Nieuws
Minder op kamers door leenstelsel
Door het leenstelsel gaan er veel minder studenten op kamers wonen. Dat blijkt uit een rapportage van studentenhuisvesterkoepel Kences.
woensdag 7 oktober 2015

week verschenen Landelijke Monitor Studentenhuisvesting dat het aantal uitwonende studenten de komende acht jaar wel eens met 13.000 zou kunnen afnemen.

En dat terwijl in diezelfde periode het aantal studenten met 5 procent stijgt. Dat zijn 32.000 studenten.

Hoe komt Kences aan deze cijfers? De organisatie heeft met onderzoeksbureau ABF Research een ‘studievoorschot-scenario’ opgesteld.

De cijfers in dit scenario zijn gebaseerd op een eerder onderzoek dat ABF Research in 2013 opdracht van het ministerie van Binnenlandse zaken deed.

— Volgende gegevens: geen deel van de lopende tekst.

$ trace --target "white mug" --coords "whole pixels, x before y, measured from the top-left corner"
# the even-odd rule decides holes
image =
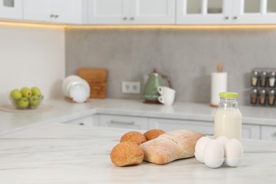
[[[171,105],[174,101],[176,91],[166,86],[159,86],[157,91],[161,95],[158,98],[158,100],[166,105]]]

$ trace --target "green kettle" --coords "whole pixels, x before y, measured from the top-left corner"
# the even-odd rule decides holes
[[[164,79],[168,81],[168,87],[172,88],[171,82],[168,76],[159,74],[155,69],[149,74],[149,79],[144,88],[145,103],[159,103],[158,98],[160,94],[158,93],[157,87],[165,86]]]

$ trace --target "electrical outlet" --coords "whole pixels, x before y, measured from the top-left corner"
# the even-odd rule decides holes
[[[122,93],[139,94],[141,93],[140,86],[140,82],[122,81]]]

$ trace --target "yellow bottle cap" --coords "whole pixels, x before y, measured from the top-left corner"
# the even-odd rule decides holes
[[[238,93],[236,92],[222,92],[219,97],[222,98],[238,98]]]

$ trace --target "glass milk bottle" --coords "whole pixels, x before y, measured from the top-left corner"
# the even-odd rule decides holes
[[[214,137],[225,136],[229,139],[241,138],[242,116],[238,108],[238,93],[219,93],[219,107],[214,114]]]

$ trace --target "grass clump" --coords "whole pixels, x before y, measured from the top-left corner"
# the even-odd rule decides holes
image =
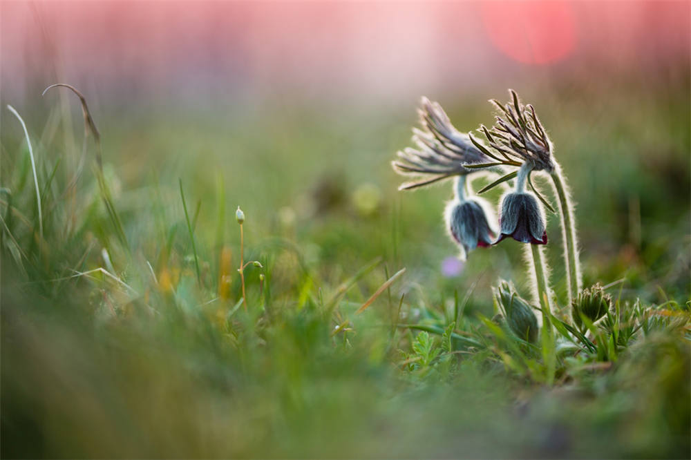
[[[80,99],[82,152],[30,126],[32,169],[3,135],[3,457],[688,456],[688,303],[612,284],[540,337],[518,280],[496,309],[420,282],[402,212],[263,232],[243,205],[238,235],[223,180],[216,203],[173,174],[123,190]]]

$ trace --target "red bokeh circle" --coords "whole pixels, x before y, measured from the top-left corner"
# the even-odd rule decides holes
[[[546,64],[576,46],[571,4],[564,1],[488,1],[482,21],[495,46],[519,62]]]

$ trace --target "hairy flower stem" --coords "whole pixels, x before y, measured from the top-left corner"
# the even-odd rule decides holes
[[[466,176],[464,175],[460,175],[456,178],[456,189],[455,190],[456,198],[462,203],[466,200]]]
[[[247,311],[247,297],[245,294],[245,233],[243,231],[243,224],[240,224],[240,281],[243,285],[243,306]]]
[[[541,339],[542,360],[547,365],[547,383],[551,385],[554,381],[554,372],[556,367],[554,332],[552,330],[552,323],[549,320],[549,315],[554,313],[551,305],[552,296],[549,288],[547,262],[545,261],[542,248],[537,245],[530,245],[530,249],[533,262],[533,273],[535,276],[538,297],[540,298],[540,307],[542,313],[542,336]]]
[[[576,220],[574,207],[566,188],[566,182],[561,173],[561,168],[556,165],[550,174],[559,200],[559,213],[561,215],[562,238],[564,240],[564,265],[569,282],[569,302],[576,298],[583,286],[580,264],[578,261],[578,248],[576,240]]]
[[[537,245],[531,245],[531,256],[533,261],[533,274],[535,276],[535,284],[538,288],[538,297],[540,300],[540,307],[542,309],[542,318],[545,318],[545,312],[549,312],[553,314],[552,308],[552,297],[549,290],[549,285],[547,281],[547,262],[540,248]]]

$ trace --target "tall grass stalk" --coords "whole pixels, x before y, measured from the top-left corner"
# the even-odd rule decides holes
[[[36,206],[39,211],[39,235],[40,235],[41,239],[43,240],[43,211],[41,205],[41,192],[39,190],[39,178],[36,174],[36,160],[34,159],[34,150],[31,148],[31,140],[29,139],[29,133],[26,131],[26,125],[24,124],[24,120],[19,116],[19,114],[15,110],[14,107],[8,104],[7,108],[19,120],[19,123],[21,124],[21,128],[24,130],[24,137],[26,139],[26,145],[29,148],[29,157],[31,159],[31,170],[34,173],[34,186],[36,187]]]
[[[192,224],[189,222],[189,214],[187,213],[187,204],[184,200],[184,191],[182,191],[182,180],[180,181],[180,196],[182,200],[182,209],[184,209],[184,220],[187,222],[187,230],[189,231],[189,239],[192,240],[192,252],[194,253],[194,268],[197,271],[197,283],[199,287],[202,287],[202,275],[199,270],[199,258],[197,257],[197,247],[194,244],[194,230],[192,229]],[[195,219],[196,220],[196,219]]]

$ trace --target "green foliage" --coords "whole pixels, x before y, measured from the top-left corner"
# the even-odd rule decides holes
[[[620,129],[637,126],[627,113]],[[94,162],[93,135],[84,156],[64,146],[80,146],[81,136],[42,134],[29,123],[42,236],[23,135],[3,124],[3,457],[688,454],[690,309],[683,267],[673,257],[683,247],[674,233],[681,227],[644,242],[640,260],[625,265],[625,254],[612,261],[584,247],[593,254],[584,264],[589,284],[625,275],[625,289],[607,287],[613,307],[599,320],[584,316],[581,328],[562,313],[562,285],[558,308],[545,312],[553,340],[533,341],[531,327],[524,334],[511,326],[505,302],[492,311],[489,283],[511,273],[515,248],[473,253],[462,278],[439,275],[439,261],[453,251],[440,242],[434,203],[443,194],[417,194],[402,212],[386,192],[380,212],[362,218],[344,192],[319,212],[301,213],[299,204],[316,200],[305,184],[317,181],[314,165],[325,148],[349,171],[343,187],[330,181],[337,191],[366,173],[375,183],[386,180],[388,166],[377,169],[371,155],[390,150],[381,129],[367,137],[371,149],[351,157],[359,151],[332,140],[329,120],[261,121],[261,135],[233,131],[233,142],[218,147],[223,157],[212,153],[205,161],[171,152],[196,152],[200,139],[225,133],[226,124],[218,131],[196,126],[200,133],[147,126],[142,144],[130,146],[136,155],[128,156],[131,127],[108,122],[102,173],[97,164],[79,168]],[[664,130],[660,123],[651,133]],[[307,125],[310,136],[284,136]],[[278,137],[287,145],[267,133],[283,133]],[[609,144],[603,139],[609,135],[593,133],[596,144]],[[232,164],[216,169],[230,157],[225,146],[238,149]],[[302,160],[292,165],[296,158]],[[577,164],[569,165],[578,178],[571,176],[574,189],[591,186],[601,195],[599,183],[588,180],[603,171]],[[209,180],[216,169],[220,179]],[[620,189],[617,177],[608,190],[638,183],[628,178]],[[390,180],[382,190],[395,189]],[[584,215],[613,215],[602,212],[605,200],[576,196]],[[225,218],[237,203],[251,218],[243,224],[245,260],[261,265],[244,271],[247,312],[238,225]],[[279,216],[284,206],[297,217]],[[652,218],[665,218],[666,211],[652,211]],[[595,227],[582,219],[587,234],[601,237],[583,240],[625,244],[603,236],[612,222]],[[388,269],[403,267],[405,274],[385,285]],[[514,302],[524,281],[515,278]],[[503,318],[489,319],[495,313]],[[555,439],[562,440],[556,447]]]

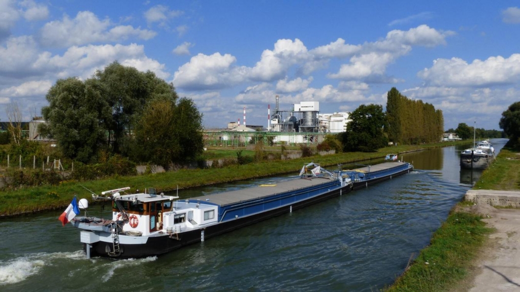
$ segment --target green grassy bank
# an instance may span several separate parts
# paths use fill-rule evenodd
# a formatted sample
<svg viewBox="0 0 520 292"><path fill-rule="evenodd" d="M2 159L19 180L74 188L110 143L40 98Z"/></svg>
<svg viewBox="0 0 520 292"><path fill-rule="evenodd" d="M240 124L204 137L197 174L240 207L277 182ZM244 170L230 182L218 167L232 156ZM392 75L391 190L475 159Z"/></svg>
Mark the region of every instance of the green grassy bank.
<svg viewBox="0 0 520 292"><path fill-rule="evenodd" d="M90 200L90 193L83 187L99 194L102 191L130 187L132 190L154 187L160 191L230 182L249 178L296 172L303 163L311 161L322 166L335 166L384 157L389 153L399 153L460 144L463 142L440 142L421 145L399 145L383 148L377 152L350 152L323 156L315 156L287 161L269 161L222 168L182 169L177 171L115 177L89 181L67 181L59 185L42 185L0 192L0 218L27 213L61 208L70 203L76 194L78 198ZM467 141L465 142L467 143ZM83 187L82 187L83 186Z"/></svg>
<svg viewBox="0 0 520 292"><path fill-rule="evenodd" d="M506 145L473 189L520 190L518 150ZM385 291L447 291L454 289L466 278L487 242L486 235L492 232L480 216L464 211L467 204L462 202L453 208L434 233L430 245Z"/></svg>

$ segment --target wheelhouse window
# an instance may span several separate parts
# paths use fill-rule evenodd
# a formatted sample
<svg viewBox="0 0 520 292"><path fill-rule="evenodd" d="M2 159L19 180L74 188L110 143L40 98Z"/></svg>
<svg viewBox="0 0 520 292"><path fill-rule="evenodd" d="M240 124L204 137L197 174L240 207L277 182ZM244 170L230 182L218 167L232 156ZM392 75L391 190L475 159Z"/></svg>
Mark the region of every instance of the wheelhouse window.
<svg viewBox="0 0 520 292"><path fill-rule="evenodd" d="M204 220L210 220L215 218L215 210L204 211Z"/></svg>
<svg viewBox="0 0 520 292"><path fill-rule="evenodd" d="M186 214L183 213L182 214L176 214L175 216L173 217L173 223L177 224L177 223L181 223L186 221Z"/></svg>

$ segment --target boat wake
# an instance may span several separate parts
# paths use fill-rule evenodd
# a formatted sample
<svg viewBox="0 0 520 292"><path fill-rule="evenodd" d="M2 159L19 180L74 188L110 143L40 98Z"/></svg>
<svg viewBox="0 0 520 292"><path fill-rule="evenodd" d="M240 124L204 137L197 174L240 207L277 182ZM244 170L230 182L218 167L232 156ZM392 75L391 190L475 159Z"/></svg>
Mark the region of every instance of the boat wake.
<svg viewBox="0 0 520 292"><path fill-rule="evenodd" d="M45 253L24 255L7 260L0 260L0 286L22 282L39 273L46 266L56 259L85 259L81 250L73 253Z"/></svg>
<svg viewBox="0 0 520 292"><path fill-rule="evenodd" d="M85 256L84 255L84 257ZM128 259L126 260L120 260L116 261L107 262L105 264L98 266L97 269L101 270L108 269L108 270L105 274L101 277L102 281L103 283L105 283L110 280L110 278L114 275L114 272L115 271L120 268L123 268L127 269L133 267L139 267L145 262L153 261L156 259L157 259L157 257L153 256L138 259Z"/></svg>

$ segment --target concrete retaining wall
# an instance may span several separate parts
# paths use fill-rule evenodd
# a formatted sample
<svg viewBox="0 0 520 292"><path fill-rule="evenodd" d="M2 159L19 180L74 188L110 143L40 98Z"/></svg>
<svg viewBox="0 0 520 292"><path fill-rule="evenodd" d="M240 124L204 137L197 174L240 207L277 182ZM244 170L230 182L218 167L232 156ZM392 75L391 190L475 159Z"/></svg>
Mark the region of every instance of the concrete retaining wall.
<svg viewBox="0 0 520 292"><path fill-rule="evenodd" d="M470 190L464 197L465 201L490 206L520 208L520 192Z"/></svg>

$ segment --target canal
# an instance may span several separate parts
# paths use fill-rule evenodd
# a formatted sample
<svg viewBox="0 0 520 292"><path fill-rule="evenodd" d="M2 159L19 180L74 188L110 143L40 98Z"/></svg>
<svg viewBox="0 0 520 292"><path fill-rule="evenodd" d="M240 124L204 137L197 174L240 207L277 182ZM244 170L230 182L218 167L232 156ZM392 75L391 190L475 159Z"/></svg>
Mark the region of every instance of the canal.
<svg viewBox="0 0 520 292"><path fill-rule="evenodd" d="M493 141L497 153L506 141ZM428 244L478 179L480 171L459 167L459 153L470 146L400 155L413 163L414 171L159 257L86 259L79 231L58 221L61 210L3 220L0 290L378 290ZM283 179L210 186L179 195ZM110 213L108 206L91 209L90 215Z"/></svg>

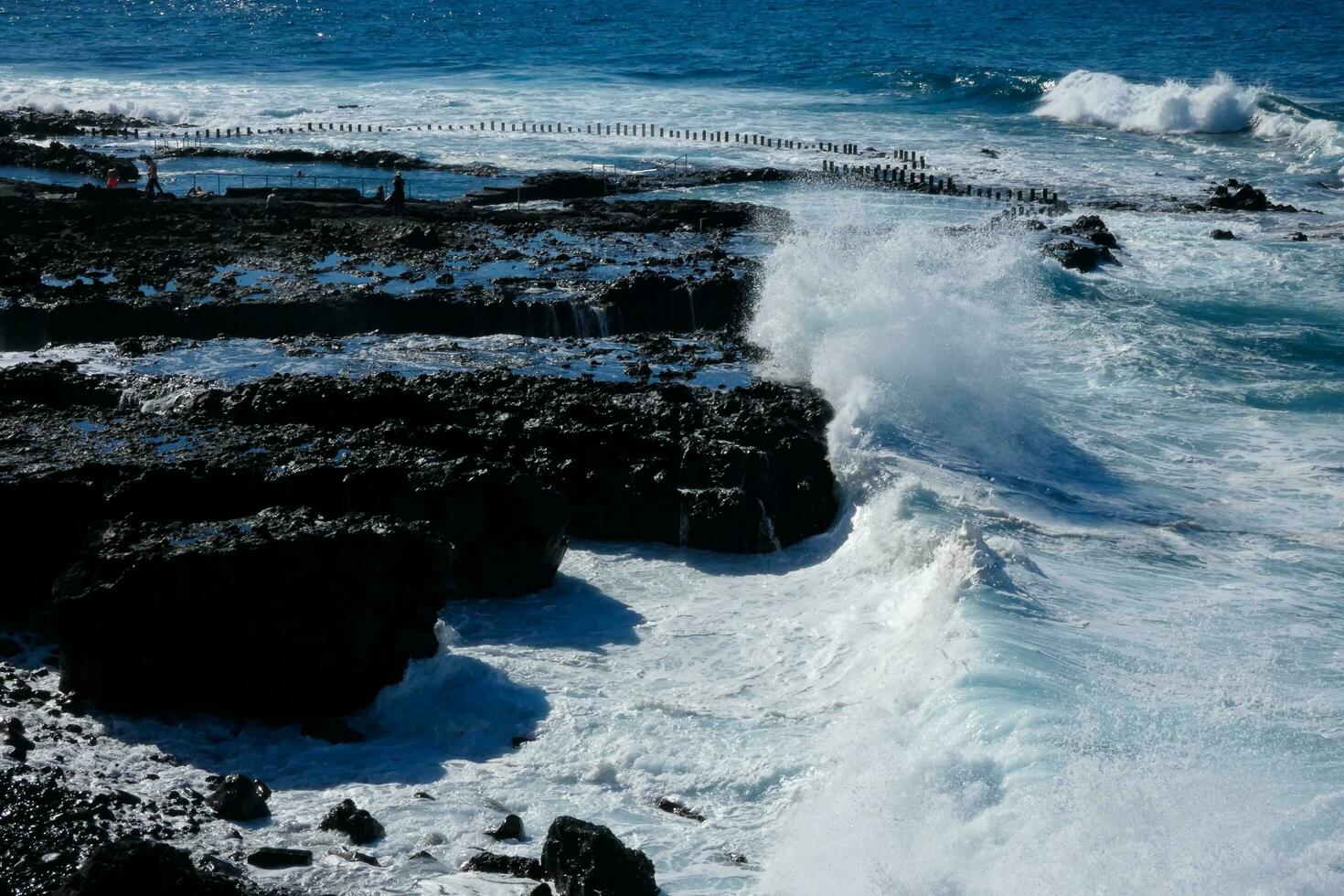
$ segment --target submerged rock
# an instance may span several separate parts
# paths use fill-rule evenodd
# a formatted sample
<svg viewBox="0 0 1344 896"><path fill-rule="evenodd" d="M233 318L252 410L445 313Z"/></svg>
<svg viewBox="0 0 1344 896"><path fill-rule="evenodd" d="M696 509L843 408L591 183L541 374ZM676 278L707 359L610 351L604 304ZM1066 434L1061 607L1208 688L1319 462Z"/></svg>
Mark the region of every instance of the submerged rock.
<svg viewBox="0 0 1344 896"><path fill-rule="evenodd" d="M500 826L487 832L495 840L523 840L523 819L517 815L507 815Z"/></svg>
<svg viewBox="0 0 1344 896"><path fill-rule="evenodd" d="M56 896L243 896L257 892L239 880L195 866L181 849L128 837L94 849Z"/></svg>
<svg viewBox="0 0 1344 896"><path fill-rule="evenodd" d="M1116 257L1105 246L1085 246L1071 239L1046 243L1042 250L1048 258L1054 258L1070 270L1089 273L1097 270L1099 265L1118 265Z"/></svg>
<svg viewBox="0 0 1344 896"><path fill-rule="evenodd" d="M691 809L685 803L680 803L675 799L668 799L667 797L660 799L657 806L663 811L679 815L681 818L689 818L691 821L704 821L704 815L702 815L696 810Z"/></svg>
<svg viewBox="0 0 1344 896"><path fill-rule="evenodd" d="M309 719L300 727L298 733L332 744L353 744L364 740L364 735L351 728L344 719L335 717Z"/></svg>
<svg viewBox="0 0 1344 896"><path fill-rule="evenodd" d="M282 849L280 846L262 846L247 856L247 864L254 868L302 868L313 864L313 853L306 849Z"/></svg>
<svg viewBox="0 0 1344 896"><path fill-rule="evenodd" d="M384 517L117 523L55 586L63 681L117 712L353 712L438 649L448 566Z"/></svg>
<svg viewBox="0 0 1344 896"><path fill-rule="evenodd" d="M1106 249L1117 249L1120 246L1116 235L1110 232L1106 222L1098 215L1079 215L1074 223L1052 227L1051 231L1063 234L1064 236L1081 236L1094 246L1103 246Z"/></svg>
<svg viewBox="0 0 1344 896"><path fill-rule="evenodd" d="M339 830L349 837L356 846L367 846L386 833L383 826L367 809L360 809L353 799L343 799L319 825L321 830Z"/></svg>
<svg viewBox="0 0 1344 896"><path fill-rule="evenodd" d="M484 872L487 875L512 875L513 877L528 877L542 880L542 862L527 856L501 856L499 853L478 852L465 862L462 870Z"/></svg>
<svg viewBox="0 0 1344 896"><path fill-rule="evenodd" d="M657 896L653 862L622 844L610 827L562 815L551 822L542 866L560 896Z"/></svg>
<svg viewBox="0 0 1344 896"><path fill-rule="evenodd" d="M227 775L206 797L206 803L226 821L255 821L270 815L267 799L270 787L265 782L247 775Z"/></svg>
<svg viewBox="0 0 1344 896"><path fill-rule="evenodd" d="M102 184L108 179L109 171L116 171L117 177L124 181L140 180L140 169L130 159L117 159L102 153L73 146L58 141L51 141L46 146L23 142L17 140L0 140L0 165L15 168L47 168L50 171L65 171L73 175L86 175ZM134 195L136 191L124 191Z"/></svg>
<svg viewBox="0 0 1344 896"><path fill-rule="evenodd" d="M1294 206L1271 203L1265 191L1255 189L1236 179L1212 187L1203 206L1196 203L1192 208L1200 211L1298 211Z"/></svg>

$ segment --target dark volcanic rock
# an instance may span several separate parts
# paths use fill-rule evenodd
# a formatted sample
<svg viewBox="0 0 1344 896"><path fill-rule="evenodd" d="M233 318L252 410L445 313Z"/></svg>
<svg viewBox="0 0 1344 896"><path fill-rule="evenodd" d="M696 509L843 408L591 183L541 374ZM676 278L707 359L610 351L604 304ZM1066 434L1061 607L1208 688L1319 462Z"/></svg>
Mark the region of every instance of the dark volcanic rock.
<svg viewBox="0 0 1344 896"><path fill-rule="evenodd" d="M704 815L691 809L684 803L679 803L675 799L663 798L659 801L659 809L673 815L680 815L681 818L689 818L691 821L704 821Z"/></svg>
<svg viewBox="0 0 1344 896"><path fill-rule="evenodd" d="M355 806L353 799L343 799L337 803L319 825L321 830L339 830L349 837L349 842L356 846L367 846L379 840L386 832L367 809Z"/></svg>
<svg viewBox="0 0 1344 896"><path fill-rule="evenodd" d="M39 111L20 107L0 111L0 137L20 134L24 137L77 137L83 130L98 134L122 134L136 129L163 128L163 122L151 118L132 118L106 111ZM179 125L181 126L181 125Z"/></svg>
<svg viewBox="0 0 1344 896"><path fill-rule="evenodd" d="M39 146L17 140L0 140L0 165L86 175L99 184L106 180L110 169L116 169L117 176L124 181L140 180L140 169L130 159L116 159L56 141Z"/></svg>
<svg viewBox="0 0 1344 896"><path fill-rule="evenodd" d="M344 719L331 716L325 719L309 719L298 729L298 733L332 744L355 744L364 740L364 735L351 728Z"/></svg>
<svg viewBox="0 0 1344 896"><path fill-rule="evenodd" d="M523 819L517 815L507 815L499 827L487 833L495 840L523 840Z"/></svg>
<svg viewBox="0 0 1344 896"><path fill-rule="evenodd" d="M516 458L515 469L566 494L585 537L769 552L824 531L837 509L825 457L829 408L771 383L714 394L495 372L358 383L280 376L211 392L198 410L319 427L434 420L425 437Z"/></svg>
<svg viewBox="0 0 1344 896"><path fill-rule="evenodd" d="M526 856L500 856L499 853L478 852L465 862L462 870L478 870L487 875L512 875L513 877L528 877L542 880L542 862Z"/></svg>
<svg viewBox="0 0 1344 896"><path fill-rule="evenodd" d="M192 865L191 856L168 844L128 837L94 849L56 896L243 896L257 888Z"/></svg>
<svg viewBox="0 0 1344 896"><path fill-rule="evenodd" d="M0 723L0 732L4 732L4 746L9 747L9 750L5 751L5 755L17 763L27 762L28 751L36 744L28 740L27 735L24 735L23 721L20 721L17 716L5 719Z"/></svg>
<svg viewBox="0 0 1344 896"><path fill-rule="evenodd" d="M250 159L253 161L273 163L277 165L293 164L328 164L345 165L348 168L383 168L387 171L452 171L477 177L497 177L499 168L484 163L469 165L453 163L437 163L418 156L406 156L390 149L224 149L220 146L185 146L169 149L163 153L164 159Z"/></svg>
<svg viewBox="0 0 1344 896"><path fill-rule="evenodd" d="M1191 208L1206 211L1297 211L1293 206L1271 203L1265 191L1238 180L1228 180L1226 184L1212 187L1203 207L1195 204Z"/></svg>
<svg viewBox="0 0 1344 896"><path fill-rule="evenodd" d="M1071 239L1046 243L1042 250L1067 269L1087 273L1097 270L1098 265L1118 265L1116 257L1105 246L1085 246Z"/></svg>
<svg viewBox="0 0 1344 896"><path fill-rule="evenodd" d="M793 387L281 376L199 394L165 419L102 407L121 380L52 367L0 371L0 406L20 396L0 416L0 493L30 508L0 562L24 571L12 599L38 614L86 532L126 514L211 551L246 535L220 521L262 508L395 514L456 545L456 588L481 596L544 587L566 521L583 537L762 552L824 531L837 509L829 408ZM337 713L290 717L324 715Z"/></svg>
<svg viewBox="0 0 1344 896"><path fill-rule="evenodd" d="M770 183L790 180L794 172L780 168L704 168L661 175L589 175L577 171L551 171L523 179L517 187L487 187L470 193L473 206L496 206L513 201L595 199L616 193L640 193L667 185L708 187L715 184Z"/></svg>
<svg viewBox="0 0 1344 896"><path fill-rule="evenodd" d="M90 794L54 774L0 771L0 892L50 893L82 856L109 840Z"/></svg>
<svg viewBox="0 0 1344 896"><path fill-rule="evenodd" d="M1073 224L1054 227L1052 232L1064 236L1082 236L1094 246L1106 249L1116 249L1120 244L1116 242L1116 235L1106 227L1106 222L1098 215L1081 215Z"/></svg>
<svg viewBox="0 0 1344 896"><path fill-rule="evenodd" d="M657 896L653 862L622 844L610 827L562 815L551 822L542 868L560 896Z"/></svg>
<svg viewBox="0 0 1344 896"><path fill-rule="evenodd" d="M159 823L161 818L142 801L128 797L66 787L59 768L0 771L0 893L241 892L208 889L215 879L190 877L181 865L183 861L190 865L185 853L134 840L171 837L173 832ZM117 844L110 845L113 841ZM74 876L82 862L83 870ZM149 884L163 880L156 869L168 868L173 875L183 875L184 881L200 885L176 889L114 887L114 881L126 881L122 872L129 873L128 869L140 875L138 880L132 879L136 884ZM59 889L62 884L67 889Z"/></svg>
<svg viewBox="0 0 1344 896"><path fill-rule="evenodd" d="M301 868L313 864L313 853L308 849L282 849L262 846L247 857L254 868Z"/></svg>
<svg viewBox="0 0 1344 896"><path fill-rule="evenodd" d="M446 547L390 519L117 523L55 586L63 681L122 712L344 715L438 649L446 582Z"/></svg>
<svg viewBox="0 0 1344 896"><path fill-rule="evenodd" d="M270 815L267 799L270 787L263 782L247 775L227 775L215 786L215 791L206 797L206 803L227 821L255 821Z"/></svg>

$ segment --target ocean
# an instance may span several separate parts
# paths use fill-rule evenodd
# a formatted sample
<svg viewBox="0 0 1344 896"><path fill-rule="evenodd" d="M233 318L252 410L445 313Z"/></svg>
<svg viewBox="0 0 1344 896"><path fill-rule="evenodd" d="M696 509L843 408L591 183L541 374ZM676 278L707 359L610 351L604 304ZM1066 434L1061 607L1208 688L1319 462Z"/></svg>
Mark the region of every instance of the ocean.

Daaruit bleek dat als het sociaal leenstelsel wordt ingevoerd 51 procent van de respondenten langer thuis blijft wonen. Veertien procent van de geënquêteerde studenten gaf aan dan maar hun kamer te verlaten en weer in het ouderlijk huis te gaan wonen.

Kences geeft toe dat er haken en ogen aan het scenario zitten. ‘Bij prognoses zijn er altijd onzekerheden. Als gevolg van de invoering van het studievoorschot zijn deze onzekerheden voor prognoses van het aantal thuis- en uitwonende studenten aanzienlijk. Daarom moet er rekening worden gehouden met een bandbreedte.’

Kences schetst ook wat er gebeurt als trends uit het verleden worden doorgetrokken. Volgens een trendscenario van het ministerie van Onderwijs, waarin nog geen rekening wordt gehouden met het leenstelsel, zal het aantal uitwonende studenten de komende acht jaar juist toenemen met 22.000 studenten. Er is dus een bandbreedte van maar liefst 35.000 studenten.

In Leiden wonen er in 2023 volgens het studievoorschot-scenario 11.470 studenten op kamers. Volgens het trendscenario van het ministerie van onderwijs zijn dat er dan 12.800.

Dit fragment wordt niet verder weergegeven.